Hello, I've also the same issue than @ francismariano (AppleSettings not resolved, build failed) I can't share the hole project as well but this is my build.gradle.kts :
import org.jetbrains.kotlin.gradle.plugin.mpp.KotlinNativeTarget
plugins {
kotlin("multiplatform")
id("com.android.library")
}
kotlin {
// Android target
android {
compilations.all {
kotlinOptions { jvmTarget = "1.8" }
}
}
// iOS target
ios {
binaries {
framework {
baseName = "common-database"
export("com.russhwolf:multiplatform-settings:0.7.7")
transitiveExport = true
}
}
}
sourceSets {
val commonMain by getting {
dependencies {
api(project(":common:kmmcore"))
}
}
val commonTest by getting {
dependencies {
implementation(kotlin("test-common"))
implementation(kotlin("test-annotations-common"))
}
}
val androidMain by getting
val androidAndroidTestRelease by getting
val androidTest by getting {
dependsOn(androidAndroidTestRelease)
dependencies {
implementation(kotlin("test-junit"))
implementation("junit:junit:4.13.2")
}
}
val iosMain by getting
val iosTest by getting
}
}
android {
compileSdkVersion(Version.androidSdk)
sourceSets["main"].manifest.srcFile("src/androidMain/AndroidManifest.xml")
defaultConfig {
minSdkVersion(Version.androidSdkMin)
targetSdkVersion(Version.androidSdk)
}
compileOptions {
sourceCompatibility = JavaVersion.VERSION_1_8
targetCompatibility = JavaVersion.VERSION_1_8
}
}
// Tasks
val packForXcode by tasks.creating(Sync::class) {
group = "build"
val mode = System.getenv("CONFIGURATION") ?: "DEBUG"
val sdkName = System.getenv("SDK_NAME") ?: "iphonesimulator"
val targetName = "ios" + if (sdkName.startsWith("iphoneos")) "Arm64" else "X64"
val framework = kotlin.targets.getByName<KotlinNativeTarget>(targetName).binaries.getFramework(mode)
inputs.property("mode", mode)
dependsOn(framework.linkTask)
val targetDir = File(buildDir, "xcode-frameworks")
from({ framework.outputDirectory })
into(targetDir)
}
tasks.getByName("build").dependsOn(packForXcode)
// workaround for https://youtrack.jetbrains.com/issue/KT-27170
configurations.create("compileClasspath")
-> :common:kmmcore is exactly the same except for commonMain dependencies :
sourceSets {
sourceSets["commonMain"].dependencies {
api("io.github.aakira:napier:1.5.0")
api("com.russhwolf:multiplatform-settings-no-arg:0.7.7")
api("org.jetbrains.kotlinx:kotlinx-datetime:0.2.1")
api("org.jetbrains.kotlinx:kotlinx-serialization-json:1.2.1")
api(Dependencies.kotlinStdlibJdk8)
api(Dependencies.koinMultiplatform)
}
}
In usage :
actual fun Module.loadNativeModules() {
SettingsNames.values().forEach { name ->
single(named(name)) { AppleSettings.Factory().create(name.name) } bind Settings::class
}
}
Build result :
e: .../common/kmmdatabase/src/iosMain/kotlin/com/daxium/air/common/kmmdatabase/Settings.kt: (9, 31): Unresolved reference: AppleSettings
Hope it's helps
I figured out ! (maybe way to late for you but can save some time to someone else)
Add this in your gradle (between ios and sourceSets blocks) :
val onPhone = System.getenv("SDK_NAME")?.startsWith("iphoneos") ?: false
if (onPhone) {
iosArm64("ios")
} else {
iosX64("ios")
}
Code found on https://github.com/cashapp/sqldelight/issues/2044#issuecomment-721299517 for similar issue
@GautierLouis Awesome.
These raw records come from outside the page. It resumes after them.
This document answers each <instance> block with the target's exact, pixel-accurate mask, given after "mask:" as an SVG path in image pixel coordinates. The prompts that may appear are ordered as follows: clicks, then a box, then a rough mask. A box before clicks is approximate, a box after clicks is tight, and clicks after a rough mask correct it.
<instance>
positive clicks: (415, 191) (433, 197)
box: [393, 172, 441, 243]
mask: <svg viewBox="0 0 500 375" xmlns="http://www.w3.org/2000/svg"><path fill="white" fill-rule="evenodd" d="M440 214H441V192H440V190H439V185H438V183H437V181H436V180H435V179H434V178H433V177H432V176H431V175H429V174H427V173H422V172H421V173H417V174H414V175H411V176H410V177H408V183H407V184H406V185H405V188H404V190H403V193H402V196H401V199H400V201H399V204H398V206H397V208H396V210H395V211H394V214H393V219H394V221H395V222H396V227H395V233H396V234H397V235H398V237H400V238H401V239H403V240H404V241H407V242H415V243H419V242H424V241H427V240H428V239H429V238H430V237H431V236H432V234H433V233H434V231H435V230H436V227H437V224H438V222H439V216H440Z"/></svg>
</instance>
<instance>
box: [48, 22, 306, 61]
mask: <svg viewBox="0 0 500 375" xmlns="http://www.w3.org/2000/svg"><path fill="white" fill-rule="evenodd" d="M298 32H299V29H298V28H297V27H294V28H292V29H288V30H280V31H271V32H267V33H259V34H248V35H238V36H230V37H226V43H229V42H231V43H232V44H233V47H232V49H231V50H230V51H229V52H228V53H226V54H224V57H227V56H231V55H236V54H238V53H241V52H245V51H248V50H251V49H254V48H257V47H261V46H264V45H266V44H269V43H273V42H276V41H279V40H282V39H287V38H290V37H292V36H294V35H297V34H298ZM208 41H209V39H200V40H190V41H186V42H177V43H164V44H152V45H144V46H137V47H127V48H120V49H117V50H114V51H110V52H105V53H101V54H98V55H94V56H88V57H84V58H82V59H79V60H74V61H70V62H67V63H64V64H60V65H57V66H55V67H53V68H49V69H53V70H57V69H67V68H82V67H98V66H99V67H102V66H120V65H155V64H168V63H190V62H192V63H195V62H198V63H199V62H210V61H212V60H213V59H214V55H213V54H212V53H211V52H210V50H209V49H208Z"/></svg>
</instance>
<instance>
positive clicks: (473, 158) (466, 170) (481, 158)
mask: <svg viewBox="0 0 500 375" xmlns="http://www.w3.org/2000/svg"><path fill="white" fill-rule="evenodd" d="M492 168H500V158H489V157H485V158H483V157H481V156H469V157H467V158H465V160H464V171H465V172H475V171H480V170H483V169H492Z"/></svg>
Now it works!
You should now be able to resolve AppleSettings in the IDE in shared iOS sourcesets in version 0.8
@russhwolf I am still facing the same issue: [AppleSettings : Unresolved reference] in version 0.8.1 and 1.1.1 any help will be appreciated.
Thanks
Hello
I am trying to use AppleSettings constructor, but it seems to me as Unresolved reference.
I have added its dependencies like the code above and into module shared:iosMain I try to use the following:
However the AppleSettings constructor is not available.